Multi-scale failure modes in pure forward PINN

Part 5 — Forward modelling and where PINNs fall short

Learning objectives

Sweep the spatial frequency k of the source/IC and watch PINN's error grow
Confirm that FDTD's accuracy is k-independent (as long as Δx resolves the wavelength)
Connect this to the §0.9, §2.2, §3.1 spectral-bias diagnosis
Recognise that architectural fixes (Fourier features, SIREN) help but don't close the gap

§5.3 showed FDTD beating PINN on a fixed problem. This section asks: how does the gap scale with the difficulty of the problem? The answer: it widens dramatically as the wavefield gets multi-scale.

The setup

Same 1D wave problem, but with eigenmode IC $u(x, 0) = \sin(k \pi x)$ for $k \in {1, 2, 3, 4, 6}$ . Analytic solution $u(x, t) = \sin(k \pi x) \cos(k \pi t)$ . Both temporal and spatial frequency scale linearly with $k$ .

FDTD at $N_x = 400$ (well above Nyquist for all $k \le 6$ , where Nyquist requires $N_x \geq 2 \cdot 2k = 4k$ ).
PINN at fixed 1500 epochs with vanilla 2-32-32-1 Tanh (no Fourier features).

Try it

What you should observe

FDTD relative-L² grows mildly with $k$ (numerical dispersion is $O(k^2 \Delta x^2)$ for 2nd-order central differences). At $N_x = 400$ this means a few $\times 10^{-5}$ at $k = 1$ rising to ~ $10^{-3}$ – $10^{-2}$ at $k = 6$ . Still well under 1%.
PINN relative-L² climbs much more steeply: ~10–20% at $k = 1$ , saturates near 100% (random-output level) for $k \ge 2$ . The vanilla MLP at 1500 epochs simply cannot fit the high-frequency target — spectral bias.
The PINN/FDTD ratio is dominated by the PINN failure: 100× to 1000+× across the range. The spectral-bias problem is the dominant scaling story; FDTD's $O(k^2 \Delta x^2)$ dispersion is a footnote by comparison.

The diagnosis

This is pathology #2 from §3.1 (spectral bias) reasserting itself in seismic forward-modelling clothes. The Tancik 2020 NTK theory predicts the convergence rate of mode $k$ scales like the inverse of the eigenvalue of the NTK at frequency $k$ , which decays exponentially. So vanilla MLPs simply cannot resolve high-frequency content within any practical training budget.

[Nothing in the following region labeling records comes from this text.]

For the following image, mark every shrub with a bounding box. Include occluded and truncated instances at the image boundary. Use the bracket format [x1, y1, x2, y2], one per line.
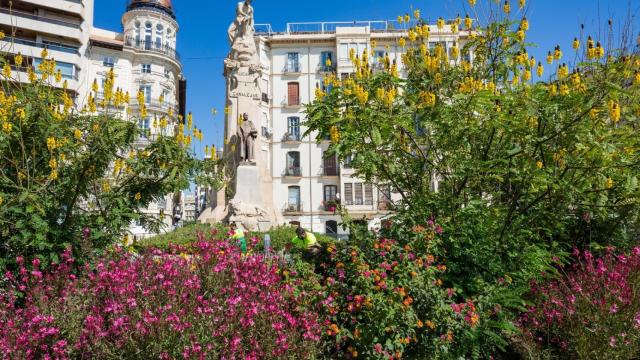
[317, 222, 508, 359]
[0, 232, 322, 359]
[520, 248, 640, 359]
[0, 49, 212, 268]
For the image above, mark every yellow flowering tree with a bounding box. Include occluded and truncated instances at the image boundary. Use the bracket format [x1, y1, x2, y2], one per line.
[306, 1, 640, 356]
[0, 53, 200, 267]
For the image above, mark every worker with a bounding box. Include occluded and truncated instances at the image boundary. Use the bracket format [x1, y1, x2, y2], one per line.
[229, 223, 247, 255]
[291, 227, 321, 256]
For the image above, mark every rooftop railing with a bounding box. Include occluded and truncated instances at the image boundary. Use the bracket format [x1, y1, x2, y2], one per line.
[0, 8, 80, 29]
[255, 19, 464, 36]
[124, 37, 180, 61]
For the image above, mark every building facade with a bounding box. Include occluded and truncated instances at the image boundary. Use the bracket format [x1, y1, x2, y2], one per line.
[248, 21, 472, 237]
[0, 0, 186, 242]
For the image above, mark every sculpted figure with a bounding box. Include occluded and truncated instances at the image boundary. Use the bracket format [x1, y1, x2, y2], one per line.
[240, 113, 258, 162]
[228, 0, 257, 59]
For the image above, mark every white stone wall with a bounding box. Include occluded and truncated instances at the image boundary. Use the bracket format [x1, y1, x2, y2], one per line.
[258, 27, 459, 233]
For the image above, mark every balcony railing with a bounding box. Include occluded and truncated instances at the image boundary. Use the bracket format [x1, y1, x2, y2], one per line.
[0, 8, 80, 29]
[283, 96, 301, 107]
[318, 65, 336, 72]
[284, 166, 302, 177]
[282, 133, 302, 142]
[284, 202, 302, 214]
[2, 37, 78, 55]
[282, 64, 300, 74]
[378, 201, 393, 211]
[124, 37, 180, 61]
[322, 167, 340, 176]
[344, 199, 373, 206]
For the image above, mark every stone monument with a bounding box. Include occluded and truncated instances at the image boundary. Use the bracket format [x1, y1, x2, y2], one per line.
[200, 0, 280, 230]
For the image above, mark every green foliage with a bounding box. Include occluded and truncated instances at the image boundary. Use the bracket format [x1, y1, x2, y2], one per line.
[306, 9, 640, 356]
[134, 224, 218, 250]
[0, 56, 205, 268]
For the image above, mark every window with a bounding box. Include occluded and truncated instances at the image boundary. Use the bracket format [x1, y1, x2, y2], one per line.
[364, 184, 373, 205]
[378, 186, 391, 210]
[287, 116, 301, 141]
[156, 24, 164, 49]
[144, 22, 153, 50]
[353, 183, 363, 205]
[133, 21, 142, 45]
[324, 220, 338, 237]
[323, 150, 338, 176]
[33, 59, 76, 79]
[138, 117, 151, 138]
[338, 44, 349, 61]
[343, 154, 353, 169]
[286, 151, 302, 176]
[102, 56, 116, 67]
[324, 185, 338, 204]
[287, 82, 300, 106]
[162, 89, 171, 104]
[140, 85, 151, 104]
[343, 183, 353, 205]
[285, 53, 300, 72]
[286, 186, 302, 212]
[320, 51, 335, 71]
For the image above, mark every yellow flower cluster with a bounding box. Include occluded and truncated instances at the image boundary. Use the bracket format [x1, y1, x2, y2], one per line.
[330, 125, 340, 144]
[418, 91, 436, 107]
[458, 76, 484, 94]
[609, 100, 621, 123]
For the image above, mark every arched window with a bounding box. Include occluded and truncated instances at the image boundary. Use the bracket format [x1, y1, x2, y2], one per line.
[286, 186, 302, 212]
[156, 24, 164, 49]
[144, 22, 153, 50]
[324, 220, 338, 237]
[133, 21, 142, 45]
[286, 151, 302, 176]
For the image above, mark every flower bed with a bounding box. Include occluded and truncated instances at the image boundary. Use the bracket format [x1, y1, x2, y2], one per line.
[520, 247, 640, 359]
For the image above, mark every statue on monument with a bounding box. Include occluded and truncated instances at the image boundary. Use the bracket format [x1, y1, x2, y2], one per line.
[228, 0, 258, 63]
[239, 113, 258, 162]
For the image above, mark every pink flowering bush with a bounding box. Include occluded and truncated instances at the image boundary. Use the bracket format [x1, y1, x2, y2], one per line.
[520, 247, 640, 359]
[0, 229, 323, 359]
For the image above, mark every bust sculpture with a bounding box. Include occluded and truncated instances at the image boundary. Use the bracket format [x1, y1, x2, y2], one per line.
[228, 0, 257, 62]
[239, 113, 258, 162]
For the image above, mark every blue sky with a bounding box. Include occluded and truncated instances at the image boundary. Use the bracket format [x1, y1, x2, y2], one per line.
[94, 0, 640, 158]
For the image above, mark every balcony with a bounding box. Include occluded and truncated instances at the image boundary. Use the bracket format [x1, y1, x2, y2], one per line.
[124, 37, 180, 62]
[282, 63, 302, 75]
[0, 7, 82, 39]
[282, 132, 302, 143]
[378, 200, 393, 211]
[323, 200, 340, 212]
[282, 96, 302, 108]
[284, 166, 302, 177]
[318, 65, 336, 73]
[322, 166, 340, 176]
[283, 202, 303, 215]
[344, 199, 373, 206]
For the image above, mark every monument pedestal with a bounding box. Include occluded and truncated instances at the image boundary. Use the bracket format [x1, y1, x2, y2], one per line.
[229, 165, 276, 231]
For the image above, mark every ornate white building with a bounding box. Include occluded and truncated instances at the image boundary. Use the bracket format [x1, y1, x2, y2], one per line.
[0, 0, 186, 238]
[225, 21, 471, 237]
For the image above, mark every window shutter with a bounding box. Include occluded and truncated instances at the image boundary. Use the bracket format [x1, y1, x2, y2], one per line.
[288, 83, 300, 105]
[344, 183, 353, 205]
[354, 183, 362, 205]
[364, 184, 373, 205]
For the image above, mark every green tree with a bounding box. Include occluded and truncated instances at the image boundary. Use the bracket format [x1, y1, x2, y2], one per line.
[306, 9, 640, 297]
[0, 50, 204, 267]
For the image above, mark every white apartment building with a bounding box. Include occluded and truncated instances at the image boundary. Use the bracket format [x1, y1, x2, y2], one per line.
[251, 21, 471, 237]
[0, 0, 186, 242]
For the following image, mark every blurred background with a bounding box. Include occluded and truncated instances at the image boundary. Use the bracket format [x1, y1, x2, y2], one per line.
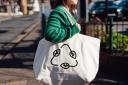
[0, 0, 128, 85]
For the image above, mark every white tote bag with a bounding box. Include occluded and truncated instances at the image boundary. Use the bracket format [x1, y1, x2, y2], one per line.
[33, 34, 100, 85]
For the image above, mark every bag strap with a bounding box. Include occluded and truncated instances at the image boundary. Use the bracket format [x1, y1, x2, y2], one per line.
[62, 7, 74, 26]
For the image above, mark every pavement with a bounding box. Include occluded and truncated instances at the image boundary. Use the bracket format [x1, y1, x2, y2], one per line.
[0, 14, 128, 85]
[0, 14, 41, 85]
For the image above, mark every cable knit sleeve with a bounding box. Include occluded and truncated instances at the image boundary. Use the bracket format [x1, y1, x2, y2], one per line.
[45, 7, 79, 43]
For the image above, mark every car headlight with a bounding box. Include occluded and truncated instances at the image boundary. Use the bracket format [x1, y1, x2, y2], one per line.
[92, 11, 96, 14]
[117, 9, 121, 13]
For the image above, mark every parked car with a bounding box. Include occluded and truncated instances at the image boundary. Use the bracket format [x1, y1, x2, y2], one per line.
[89, 1, 118, 20]
[117, 0, 128, 19]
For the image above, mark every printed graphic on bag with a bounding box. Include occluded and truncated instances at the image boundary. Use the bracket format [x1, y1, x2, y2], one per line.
[51, 44, 78, 69]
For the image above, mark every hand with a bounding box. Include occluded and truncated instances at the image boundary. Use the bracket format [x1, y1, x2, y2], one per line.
[76, 23, 81, 31]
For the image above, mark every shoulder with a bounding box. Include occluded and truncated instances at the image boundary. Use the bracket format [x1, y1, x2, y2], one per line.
[50, 6, 66, 18]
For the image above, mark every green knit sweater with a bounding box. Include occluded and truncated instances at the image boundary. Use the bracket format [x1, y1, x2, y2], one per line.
[45, 6, 79, 43]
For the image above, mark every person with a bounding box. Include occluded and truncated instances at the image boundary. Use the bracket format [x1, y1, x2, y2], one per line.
[44, 0, 80, 43]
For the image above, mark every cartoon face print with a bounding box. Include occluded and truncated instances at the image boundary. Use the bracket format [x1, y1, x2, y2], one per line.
[51, 44, 78, 69]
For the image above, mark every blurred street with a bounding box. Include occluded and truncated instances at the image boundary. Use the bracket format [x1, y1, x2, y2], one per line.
[0, 0, 128, 85]
[0, 14, 43, 85]
[0, 14, 128, 85]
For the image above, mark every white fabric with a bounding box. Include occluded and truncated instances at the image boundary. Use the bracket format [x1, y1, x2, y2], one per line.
[33, 34, 100, 85]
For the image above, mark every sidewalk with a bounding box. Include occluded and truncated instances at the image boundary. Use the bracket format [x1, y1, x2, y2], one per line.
[0, 15, 42, 85]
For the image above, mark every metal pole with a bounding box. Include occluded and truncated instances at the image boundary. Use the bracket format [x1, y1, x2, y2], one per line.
[80, 0, 86, 34]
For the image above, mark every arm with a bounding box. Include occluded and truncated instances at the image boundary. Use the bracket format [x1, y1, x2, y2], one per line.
[45, 12, 79, 43]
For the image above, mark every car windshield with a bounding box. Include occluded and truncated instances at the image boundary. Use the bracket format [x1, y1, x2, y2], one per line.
[93, 1, 116, 8]
[118, 1, 128, 6]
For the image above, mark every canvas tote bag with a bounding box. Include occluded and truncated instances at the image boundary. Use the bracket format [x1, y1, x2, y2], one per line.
[33, 6, 100, 85]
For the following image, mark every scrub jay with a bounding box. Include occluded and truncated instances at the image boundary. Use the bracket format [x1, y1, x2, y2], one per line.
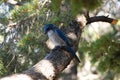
[43, 24, 80, 62]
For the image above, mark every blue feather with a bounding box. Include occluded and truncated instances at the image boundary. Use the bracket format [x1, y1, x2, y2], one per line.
[56, 29, 71, 46]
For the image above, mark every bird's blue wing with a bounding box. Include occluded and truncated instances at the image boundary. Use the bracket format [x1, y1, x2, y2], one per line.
[55, 29, 71, 46]
[67, 46, 81, 63]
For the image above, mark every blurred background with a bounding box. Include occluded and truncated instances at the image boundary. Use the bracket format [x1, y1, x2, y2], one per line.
[0, 0, 120, 80]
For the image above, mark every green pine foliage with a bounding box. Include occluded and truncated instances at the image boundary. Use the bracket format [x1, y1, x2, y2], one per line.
[81, 33, 120, 73]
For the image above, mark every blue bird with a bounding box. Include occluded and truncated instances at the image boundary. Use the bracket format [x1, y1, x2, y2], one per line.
[43, 24, 80, 62]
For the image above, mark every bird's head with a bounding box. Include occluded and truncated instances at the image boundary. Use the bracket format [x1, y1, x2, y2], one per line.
[43, 24, 55, 34]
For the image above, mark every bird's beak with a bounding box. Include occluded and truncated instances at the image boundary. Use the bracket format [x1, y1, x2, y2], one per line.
[44, 31, 47, 34]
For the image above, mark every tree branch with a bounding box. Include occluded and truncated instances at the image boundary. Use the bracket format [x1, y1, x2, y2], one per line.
[0, 13, 118, 80]
[84, 11, 118, 25]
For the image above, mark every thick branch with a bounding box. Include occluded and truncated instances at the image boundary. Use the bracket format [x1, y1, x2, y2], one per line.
[86, 16, 117, 24]
[0, 12, 117, 80]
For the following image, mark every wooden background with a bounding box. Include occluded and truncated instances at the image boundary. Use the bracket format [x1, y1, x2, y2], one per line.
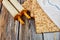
[0, 0, 60, 40]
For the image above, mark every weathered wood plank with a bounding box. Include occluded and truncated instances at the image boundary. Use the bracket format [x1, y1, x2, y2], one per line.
[0, 0, 18, 40]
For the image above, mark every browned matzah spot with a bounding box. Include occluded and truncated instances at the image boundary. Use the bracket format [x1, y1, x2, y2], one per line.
[23, 0, 59, 33]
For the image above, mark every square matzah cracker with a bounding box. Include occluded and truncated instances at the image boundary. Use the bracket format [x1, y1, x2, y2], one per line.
[23, 0, 59, 33]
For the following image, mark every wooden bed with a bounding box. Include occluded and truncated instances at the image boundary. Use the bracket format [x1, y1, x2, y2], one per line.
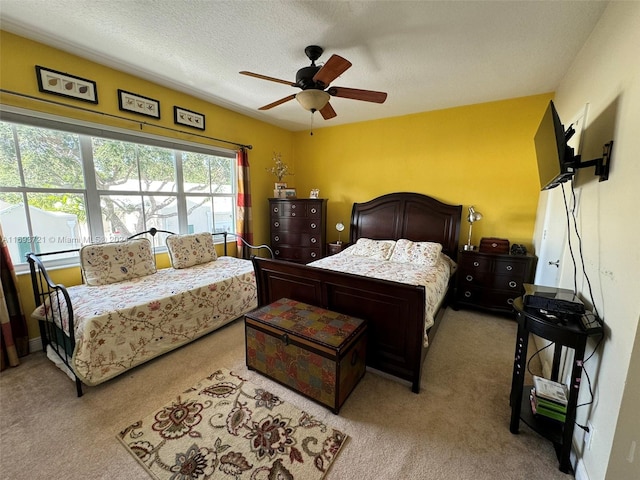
[253, 192, 462, 393]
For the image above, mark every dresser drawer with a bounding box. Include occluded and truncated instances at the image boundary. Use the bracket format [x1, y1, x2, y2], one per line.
[493, 275, 524, 297]
[460, 255, 492, 273]
[271, 232, 322, 247]
[494, 257, 528, 276]
[271, 200, 322, 219]
[271, 217, 322, 233]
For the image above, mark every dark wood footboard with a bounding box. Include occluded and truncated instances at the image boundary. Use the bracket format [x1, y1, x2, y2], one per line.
[253, 258, 426, 393]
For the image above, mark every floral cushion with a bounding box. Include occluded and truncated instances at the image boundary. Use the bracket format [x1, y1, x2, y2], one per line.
[349, 238, 396, 260]
[390, 238, 442, 267]
[167, 232, 218, 268]
[80, 238, 156, 286]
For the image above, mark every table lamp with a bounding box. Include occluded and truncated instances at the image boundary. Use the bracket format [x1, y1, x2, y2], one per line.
[336, 222, 344, 245]
[464, 205, 482, 250]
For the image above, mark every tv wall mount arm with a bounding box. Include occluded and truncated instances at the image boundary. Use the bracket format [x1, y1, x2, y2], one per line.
[573, 140, 613, 182]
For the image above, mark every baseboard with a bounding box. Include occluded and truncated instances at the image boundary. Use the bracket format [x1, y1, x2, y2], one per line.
[29, 337, 42, 353]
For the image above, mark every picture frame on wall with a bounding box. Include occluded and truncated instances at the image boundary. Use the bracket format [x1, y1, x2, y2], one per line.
[282, 188, 298, 198]
[173, 106, 205, 130]
[118, 89, 160, 119]
[36, 65, 98, 104]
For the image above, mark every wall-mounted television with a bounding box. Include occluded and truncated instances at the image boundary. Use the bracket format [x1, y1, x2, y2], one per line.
[534, 101, 580, 190]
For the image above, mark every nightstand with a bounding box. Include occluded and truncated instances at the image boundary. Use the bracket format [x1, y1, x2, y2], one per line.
[327, 242, 346, 255]
[454, 251, 537, 313]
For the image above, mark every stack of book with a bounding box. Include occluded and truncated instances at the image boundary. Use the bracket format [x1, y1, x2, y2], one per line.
[530, 375, 568, 422]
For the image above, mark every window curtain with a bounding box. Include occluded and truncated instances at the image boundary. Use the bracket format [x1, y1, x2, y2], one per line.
[236, 148, 253, 258]
[0, 221, 29, 370]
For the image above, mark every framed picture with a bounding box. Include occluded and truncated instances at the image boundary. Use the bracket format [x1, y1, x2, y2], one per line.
[282, 188, 297, 198]
[118, 89, 160, 118]
[173, 106, 204, 130]
[36, 65, 98, 103]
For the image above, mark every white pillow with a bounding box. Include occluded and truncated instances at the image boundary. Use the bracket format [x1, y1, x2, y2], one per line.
[350, 238, 396, 260]
[390, 238, 442, 267]
[167, 232, 218, 268]
[80, 238, 156, 285]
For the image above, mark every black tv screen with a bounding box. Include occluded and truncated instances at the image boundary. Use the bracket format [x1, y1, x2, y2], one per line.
[534, 101, 575, 190]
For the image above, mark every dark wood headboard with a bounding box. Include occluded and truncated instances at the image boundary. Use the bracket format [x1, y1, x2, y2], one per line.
[349, 192, 462, 260]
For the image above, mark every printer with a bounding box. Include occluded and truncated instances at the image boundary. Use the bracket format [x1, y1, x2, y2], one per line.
[522, 283, 585, 316]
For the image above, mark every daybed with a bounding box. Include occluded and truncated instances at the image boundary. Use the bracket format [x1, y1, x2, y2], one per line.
[253, 193, 462, 393]
[27, 229, 269, 396]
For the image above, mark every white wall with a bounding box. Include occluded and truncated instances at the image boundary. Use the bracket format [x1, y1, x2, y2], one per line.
[554, 1, 640, 480]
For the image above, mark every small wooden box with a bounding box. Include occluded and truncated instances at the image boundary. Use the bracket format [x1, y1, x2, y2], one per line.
[245, 298, 367, 413]
[478, 237, 509, 253]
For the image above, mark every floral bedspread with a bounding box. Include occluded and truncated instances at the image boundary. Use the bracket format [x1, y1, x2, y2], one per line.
[32, 257, 257, 385]
[309, 249, 456, 346]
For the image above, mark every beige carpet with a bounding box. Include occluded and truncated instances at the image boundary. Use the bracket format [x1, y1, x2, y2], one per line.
[0, 309, 572, 480]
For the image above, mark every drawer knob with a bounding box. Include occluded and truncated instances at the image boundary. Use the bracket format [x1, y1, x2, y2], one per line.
[351, 348, 360, 366]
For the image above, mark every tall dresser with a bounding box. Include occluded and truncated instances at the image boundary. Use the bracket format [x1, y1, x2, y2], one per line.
[269, 198, 327, 263]
[454, 251, 536, 314]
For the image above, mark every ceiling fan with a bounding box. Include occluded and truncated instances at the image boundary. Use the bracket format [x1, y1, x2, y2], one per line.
[240, 45, 387, 120]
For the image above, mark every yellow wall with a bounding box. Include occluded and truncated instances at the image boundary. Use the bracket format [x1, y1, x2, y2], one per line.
[0, 32, 552, 338]
[287, 94, 552, 249]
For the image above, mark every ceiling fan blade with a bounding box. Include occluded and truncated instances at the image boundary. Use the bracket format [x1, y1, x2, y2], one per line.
[313, 55, 351, 87]
[327, 87, 387, 103]
[258, 94, 296, 110]
[240, 71, 297, 87]
[320, 102, 337, 120]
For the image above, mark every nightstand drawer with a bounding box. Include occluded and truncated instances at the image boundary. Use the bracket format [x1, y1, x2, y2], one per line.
[494, 257, 529, 276]
[493, 275, 524, 290]
[454, 251, 536, 313]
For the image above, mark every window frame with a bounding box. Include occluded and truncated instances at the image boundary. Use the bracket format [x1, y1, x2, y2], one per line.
[0, 105, 238, 273]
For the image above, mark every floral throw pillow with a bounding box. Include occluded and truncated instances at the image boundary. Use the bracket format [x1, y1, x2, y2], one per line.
[167, 232, 218, 268]
[390, 238, 442, 267]
[80, 238, 156, 286]
[350, 238, 396, 260]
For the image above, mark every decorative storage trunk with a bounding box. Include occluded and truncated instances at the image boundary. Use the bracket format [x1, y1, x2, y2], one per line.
[245, 298, 367, 413]
[269, 198, 327, 263]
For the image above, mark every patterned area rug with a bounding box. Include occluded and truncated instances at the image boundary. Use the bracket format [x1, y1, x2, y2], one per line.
[118, 369, 347, 480]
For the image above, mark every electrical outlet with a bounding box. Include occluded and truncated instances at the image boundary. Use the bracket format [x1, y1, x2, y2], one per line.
[584, 422, 596, 450]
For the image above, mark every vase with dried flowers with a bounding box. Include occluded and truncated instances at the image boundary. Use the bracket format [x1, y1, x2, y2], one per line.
[266, 153, 293, 197]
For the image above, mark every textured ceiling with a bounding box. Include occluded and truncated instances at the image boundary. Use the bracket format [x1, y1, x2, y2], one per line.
[0, 0, 607, 131]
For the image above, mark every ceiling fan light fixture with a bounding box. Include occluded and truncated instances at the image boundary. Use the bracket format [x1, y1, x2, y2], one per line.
[296, 88, 331, 112]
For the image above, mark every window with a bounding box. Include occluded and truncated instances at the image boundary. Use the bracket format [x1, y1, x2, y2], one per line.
[0, 116, 236, 265]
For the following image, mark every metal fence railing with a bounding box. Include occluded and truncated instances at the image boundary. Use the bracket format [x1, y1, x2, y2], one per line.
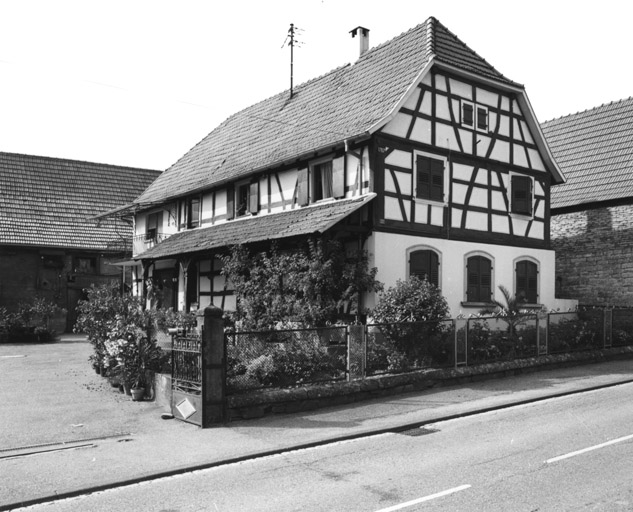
[171, 309, 633, 394]
[225, 325, 349, 393]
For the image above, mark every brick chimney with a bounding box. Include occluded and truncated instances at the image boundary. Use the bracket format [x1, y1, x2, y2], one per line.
[349, 27, 369, 57]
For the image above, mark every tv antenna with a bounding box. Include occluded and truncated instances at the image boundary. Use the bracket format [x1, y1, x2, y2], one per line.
[281, 23, 303, 98]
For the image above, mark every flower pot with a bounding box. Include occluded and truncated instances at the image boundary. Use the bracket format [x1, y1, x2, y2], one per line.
[132, 388, 145, 402]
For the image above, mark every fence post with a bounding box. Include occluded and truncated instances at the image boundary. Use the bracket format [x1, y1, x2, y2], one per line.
[347, 324, 367, 381]
[198, 306, 227, 428]
[603, 308, 613, 348]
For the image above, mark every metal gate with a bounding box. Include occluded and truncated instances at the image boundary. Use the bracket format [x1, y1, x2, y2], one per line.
[171, 332, 204, 426]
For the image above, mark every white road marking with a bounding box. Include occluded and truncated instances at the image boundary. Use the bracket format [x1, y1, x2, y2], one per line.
[545, 434, 633, 464]
[376, 485, 470, 512]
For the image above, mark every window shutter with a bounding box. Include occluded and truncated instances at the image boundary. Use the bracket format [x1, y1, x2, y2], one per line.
[297, 167, 309, 206]
[430, 160, 444, 201]
[226, 186, 235, 220]
[332, 157, 345, 199]
[248, 181, 259, 215]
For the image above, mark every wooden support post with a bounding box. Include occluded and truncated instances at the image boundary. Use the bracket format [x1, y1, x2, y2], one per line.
[198, 306, 227, 428]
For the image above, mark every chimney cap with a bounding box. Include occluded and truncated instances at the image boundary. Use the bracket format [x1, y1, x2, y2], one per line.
[349, 25, 369, 37]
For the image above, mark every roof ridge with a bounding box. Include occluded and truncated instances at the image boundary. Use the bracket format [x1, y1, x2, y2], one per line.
[541, 96, 633, 126]
[0, 151, 162, 173]
[429, 16, 516, 83]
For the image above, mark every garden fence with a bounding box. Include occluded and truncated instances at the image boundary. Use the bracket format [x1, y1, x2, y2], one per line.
[167, 309, 633, 394]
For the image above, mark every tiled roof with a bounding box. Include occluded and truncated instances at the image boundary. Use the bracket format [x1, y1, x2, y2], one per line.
[0, 152, 160, 250]
[541, 98, 633, 209]
[137, 194, 375, 259]
[137, 18, 520, 204]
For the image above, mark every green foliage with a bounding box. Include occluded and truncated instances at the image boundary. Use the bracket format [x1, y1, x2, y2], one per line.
[372, 276, 449, 324]
[0, 297, 65, 342]
[222, 238, 381, 329]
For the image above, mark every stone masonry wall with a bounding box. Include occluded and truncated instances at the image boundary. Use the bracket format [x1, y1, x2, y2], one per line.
[551, 205, 633, 306]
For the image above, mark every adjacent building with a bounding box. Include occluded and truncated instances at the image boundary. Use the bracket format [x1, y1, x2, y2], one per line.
[128, 18, 565, 315]
[541, 98, 633, 306]
[0, 153, 160, 330]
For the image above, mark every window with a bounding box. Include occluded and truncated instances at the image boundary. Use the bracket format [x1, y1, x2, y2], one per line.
[515, 260, 538, 304]
[461, 100, 488, 131]
[415, 154, 444, 202]
[510, 174, 532, 216]
[466, 256, 492, 302]
[409, 249, 440, 287]
[312, 160, 334, 202]
[462, 101, 474, 126]
[145, 212, 163, 241]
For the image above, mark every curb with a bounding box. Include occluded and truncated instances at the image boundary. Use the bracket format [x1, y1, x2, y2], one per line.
[0, 379, 633, 512]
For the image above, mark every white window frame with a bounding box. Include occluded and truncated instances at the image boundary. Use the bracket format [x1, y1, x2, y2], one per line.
[411, 150, 450, 206]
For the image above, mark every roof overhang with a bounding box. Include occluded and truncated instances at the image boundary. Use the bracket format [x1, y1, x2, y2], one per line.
[134, 193, 376, 260]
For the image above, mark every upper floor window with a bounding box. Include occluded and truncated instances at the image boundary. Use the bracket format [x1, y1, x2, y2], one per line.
[510, 174, 532, 215]
[296, 157, 345, 206]
[180, 196, 202, 229]
[409, 249, 440, 287]
[515, 260, 538, 304]
[145, 212, 163, 240]
[461, 100, 488, 131]
[466, 256, 492, 302]
[415, 154, 444, 202]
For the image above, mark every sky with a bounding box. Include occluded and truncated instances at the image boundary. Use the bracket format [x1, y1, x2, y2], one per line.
[0, 0, 633, 170]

Architectural fixes from Part 2 partially help:

Fourier features (§2.2): γ(x) = [sin(2πBx), cos(2πBx)] with random $B \sim \mathcal{N}(0, \sigma^2)$ . Choose $\sigma$ to cover the $k$ band. Flattens the convergence curve substantially. Still slower than FDTD by ~100×.
SIREN (§2.3): $\sin(\omega_0 x)$ activations with carefully tuned $\omega_0$ . Similar effect.
Multi-scale Fourier (§2.5): combine multiple $\sigma$ values. Best for genuinely multi-scale targets.

None of these close the cost gap with FDTD for forward modelling. They open the door to inverse problems where the network represents the unknown velocity field, not the wavefield (Part 6).

References

Tancik, M., et al. (2020). Fourier features let networks learn high frequency functions in low dimensional domains. NeurIPS.
Wang, S., Yu, X., Perdikaris, P. (2022). When and why PINNs fail to train: A neural tangent kernel perspective. JCP 449. The NTK analysis of spectral bias in PINN.